Ketua Komisi Informasi Publik Provinsi Papua Joel Betuel Agaki Wanda dalam materinya mengenai penguatan peran PPID Polri di era keterbukaan informasi menegaskan pentingnya klasifikasi informasi dan uji konsekuensi sebelum suatu informasi dipublikasikan kepada masyarakat.
Menurutnya, keterbukaan informasi harus tetap mempertimbangkan kondisi sosial dan keamanan di setiap daerah, khususnya di Papua, sehingga informasi yang disampaikan tetap mampu menjaga stabilitas keamanan dan ketertiban masyarakat.

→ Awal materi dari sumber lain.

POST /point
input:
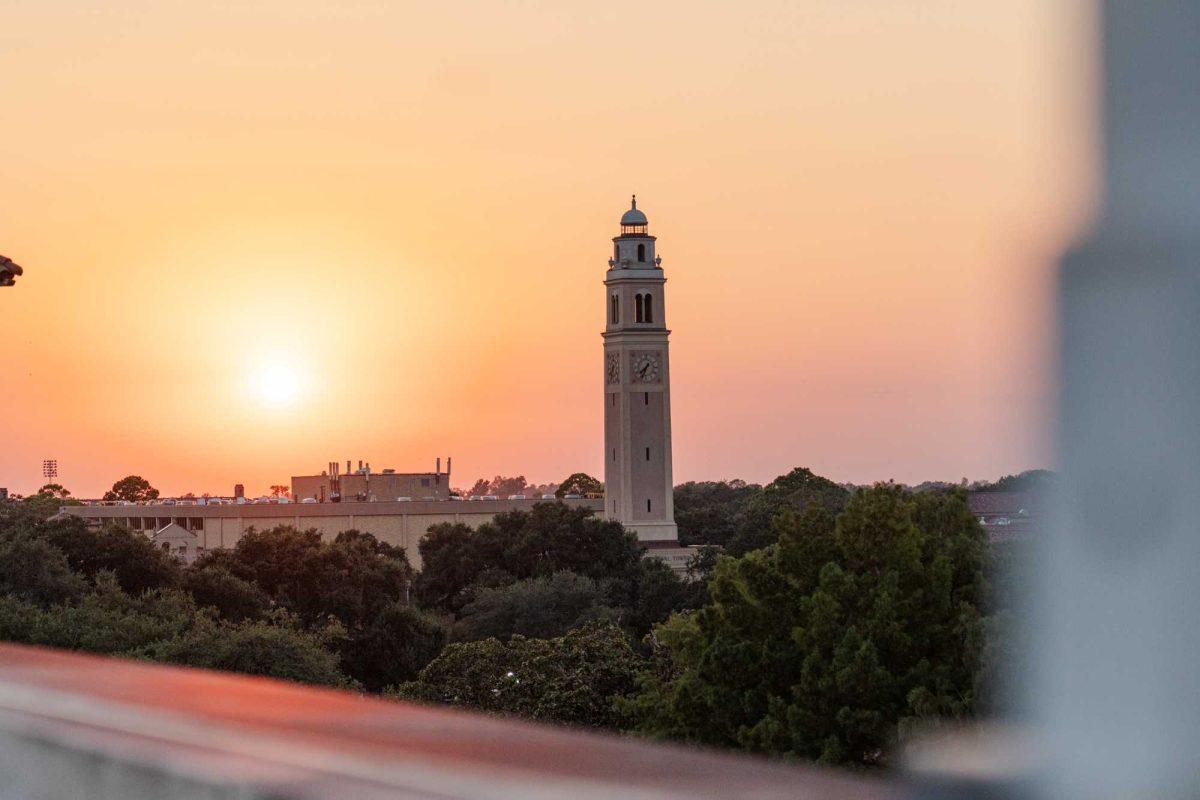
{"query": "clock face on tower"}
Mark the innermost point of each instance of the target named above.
(646, 368)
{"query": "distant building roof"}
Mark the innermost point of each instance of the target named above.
(1006, 503)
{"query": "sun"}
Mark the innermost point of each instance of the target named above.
(277, 384)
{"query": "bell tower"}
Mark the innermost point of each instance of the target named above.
(639, 489)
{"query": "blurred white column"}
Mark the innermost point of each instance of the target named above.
(1115, 678)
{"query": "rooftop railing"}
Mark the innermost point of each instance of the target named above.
(83, 726)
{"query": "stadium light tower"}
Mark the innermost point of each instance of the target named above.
(9, 271)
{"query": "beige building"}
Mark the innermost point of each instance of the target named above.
(400, 507)
(639, 488)
(364, 485)
(201, 528)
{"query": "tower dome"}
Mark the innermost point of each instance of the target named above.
(633, 221)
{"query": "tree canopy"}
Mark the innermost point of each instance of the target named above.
(574, 679)
(132, 488)
(711, 512)
(797, 491)
(579, 483)
(520, 545)
(828, 642)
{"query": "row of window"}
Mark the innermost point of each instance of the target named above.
(641, 253)
(643, 308)
(154, 523)
(615, 453)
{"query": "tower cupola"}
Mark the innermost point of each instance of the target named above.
(634, 248)
(633, 222)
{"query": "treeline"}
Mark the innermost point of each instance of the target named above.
(835, 621)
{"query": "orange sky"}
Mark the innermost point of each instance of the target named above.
(409, 206)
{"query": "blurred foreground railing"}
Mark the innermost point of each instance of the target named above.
(81, 726)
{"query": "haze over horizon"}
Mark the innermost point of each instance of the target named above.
(262, 236)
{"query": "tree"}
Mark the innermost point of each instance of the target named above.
(393, 647)
(1031, 480)
(797, 491)
(352, 578)
(651, 594)
(574, 679)
(711, 512)
(828, 643)
(45, 505)
(136, 563)
(449, 564)
(274, 649)
(537, 607)
(132, 488)
(34, 570)
(234, 599)
(579, 483)
(108, 620)
(519, 545)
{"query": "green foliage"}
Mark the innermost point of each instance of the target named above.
(277, 648)
(651, 593)
(521, 545)
(823, 644)
(711, 512)
(573, 679)
(579, 483)
(135, 560)
(352, 578)
(393, 647)
(797, 491)
(132, 488)
(108, 620)
(232, 597)
(34, 570)
(1031, 480)
(537, 607)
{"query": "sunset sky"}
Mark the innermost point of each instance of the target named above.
(259, 236)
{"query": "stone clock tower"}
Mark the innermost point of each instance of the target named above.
(637, 386)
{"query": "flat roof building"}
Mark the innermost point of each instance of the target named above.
(363, 485)
(401, 523)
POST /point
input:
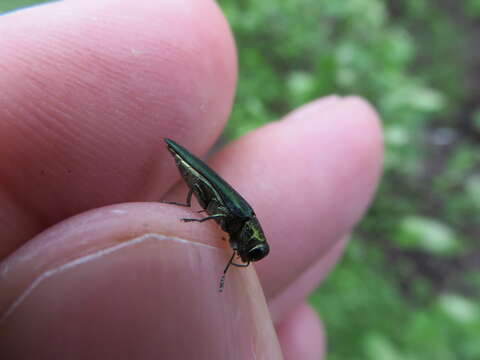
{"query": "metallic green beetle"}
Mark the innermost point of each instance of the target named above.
(223, 204)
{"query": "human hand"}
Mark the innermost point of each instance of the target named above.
(91, 89)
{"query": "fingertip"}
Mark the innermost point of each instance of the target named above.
(301, 335)
(146, 283)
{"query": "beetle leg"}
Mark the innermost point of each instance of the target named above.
(240, 265)
(216, 216)
(187, 204)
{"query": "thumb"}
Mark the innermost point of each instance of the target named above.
(131, 281)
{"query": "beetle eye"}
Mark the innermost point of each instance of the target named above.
(258, 252)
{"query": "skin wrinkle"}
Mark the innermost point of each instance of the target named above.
(87, 258)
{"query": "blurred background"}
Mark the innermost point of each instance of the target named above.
(408, 286)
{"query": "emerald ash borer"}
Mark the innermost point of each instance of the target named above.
(224, 205)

Sementara itu, Dosen Program Studi Ilmu Pemerintahan Universitas Cenderawasih Yakobus Richard Murafer membahas persepsi publik terhadap Polri dari sudut pandang independen. Ia menjelaskan bahwa persepsi masyarakat terhadap institusi kepolisian dipengaruhi oleh kualitas pelayanan, transparansi, kecepatan respons, hingga pendekatan humanis aparat di lapangan.
Dalam konteks Papua, pendekatan pelayanan berbasis budaya lokal dinilai sangat penting guna membangun hubungan yang harmonis dan meningkatkan kepercayaan masyarakat terhadap Polri.
Sedangkan Kepala Dinas Kominfo Provinsi Papua Jeri Agus Yudianto membawakan materi mengenai manajemen komunikasi krisis di era digital 5.0. Dalam paparannya disampaikan bahwa komunikasi publik harus dilakukan secara cepat, tepat, akurat, dan terpercaya guna menjaga kepercayaan masyarakat di tengah derasnya arus informasi media sosial.
Ia juga menekankan pentingnya produksi konten positif secara konsisten sebagai langkah membangun citra institusi serta meminimalisir eskalasi isu negatif di ruang digital.
Pada sesi penutupan, Kabid Humas Polda Papua Kombes Pol Cahyo Sukarnito, S.I.K., M.K.P. menyampaikan bahwa fungsi humas saat ini tidak lagi hanya sebagai corong institusi, namun menjadi garda terdepan dalam membangun kepercayaan publik terhadap Polri.
“Kita harus mampu beradaptasi dengan perkembangan teknologi informasi, membangun komunikasi yang baik, memperkuat kolaborasi, serta terus menghadirkan konten-konten positif yang cepat, tepat, dan bermanfaat bagi masyarakat,” ujar Kabid Humas.